Wie auch immer der Textbeitrag gewertet werden mag: durch extreme kriegerische und gesundheitliche Geschehnisse ist unsere Erde ein wenig aus dem Lauf geraten. Ihrer Unwucht muss Einhalt geboten werden. Ansätze wie dies geschehen kann, gibt es viele. Solange wir darüber diskutieren bleibt Hoffnung, und diese stirbt bekanntermaßen zuletzt. 

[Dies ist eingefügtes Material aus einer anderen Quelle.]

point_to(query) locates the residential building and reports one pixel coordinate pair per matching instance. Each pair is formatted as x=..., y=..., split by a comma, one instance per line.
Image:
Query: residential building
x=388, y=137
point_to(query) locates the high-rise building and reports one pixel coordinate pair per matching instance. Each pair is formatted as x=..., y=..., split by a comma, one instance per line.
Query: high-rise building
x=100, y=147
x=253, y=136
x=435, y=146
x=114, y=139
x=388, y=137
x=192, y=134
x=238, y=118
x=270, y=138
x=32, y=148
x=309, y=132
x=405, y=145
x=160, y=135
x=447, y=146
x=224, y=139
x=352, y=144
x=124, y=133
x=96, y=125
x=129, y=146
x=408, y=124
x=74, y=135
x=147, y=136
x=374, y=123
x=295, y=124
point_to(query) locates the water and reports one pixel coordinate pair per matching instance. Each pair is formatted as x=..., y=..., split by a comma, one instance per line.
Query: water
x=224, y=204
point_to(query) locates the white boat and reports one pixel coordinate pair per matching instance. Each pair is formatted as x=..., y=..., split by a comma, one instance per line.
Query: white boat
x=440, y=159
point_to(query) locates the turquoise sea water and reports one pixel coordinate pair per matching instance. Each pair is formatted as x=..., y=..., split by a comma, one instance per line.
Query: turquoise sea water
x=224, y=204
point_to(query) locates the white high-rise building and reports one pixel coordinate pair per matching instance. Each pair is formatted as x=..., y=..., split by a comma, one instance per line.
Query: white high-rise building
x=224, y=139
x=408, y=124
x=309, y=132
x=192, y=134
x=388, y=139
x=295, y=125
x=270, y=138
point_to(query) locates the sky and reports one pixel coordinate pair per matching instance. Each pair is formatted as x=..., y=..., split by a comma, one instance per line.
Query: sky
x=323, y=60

Aktuell bleibt nachzutragen, dass wir im Newsticker  auf unserer Webseite unter http://www.schultzberlin.com/de/newsticker diverse Presseartikel über die Ausstellungen von Rebecca Raue (ˈSüddeutsche Zeitungˈ), Julia Bornefeld (ˈFrankfurter Allgemeineˈ), Cornelia Schleime (ˈMärkische Allgemeineˈ), Johanna Flammer (ˈNull22Einsˈ) und Römer + Römer (ˈWAIT A MOˈ) gelistet haben. Ein überzeugendes Pressecho unserer jüngsten Aktivitäten. Jogi Löw kam gestern Abend mit seiner Truppe gegen Irland nicht über ein 1:1 Unentschieden hinaus. Bei diesen vielen Blessuren die sein unkoordiniertes Spiel gerade erzeugt, wird man ihn wohl eines Tages unwiederbringlich vom Platz tragen müssen.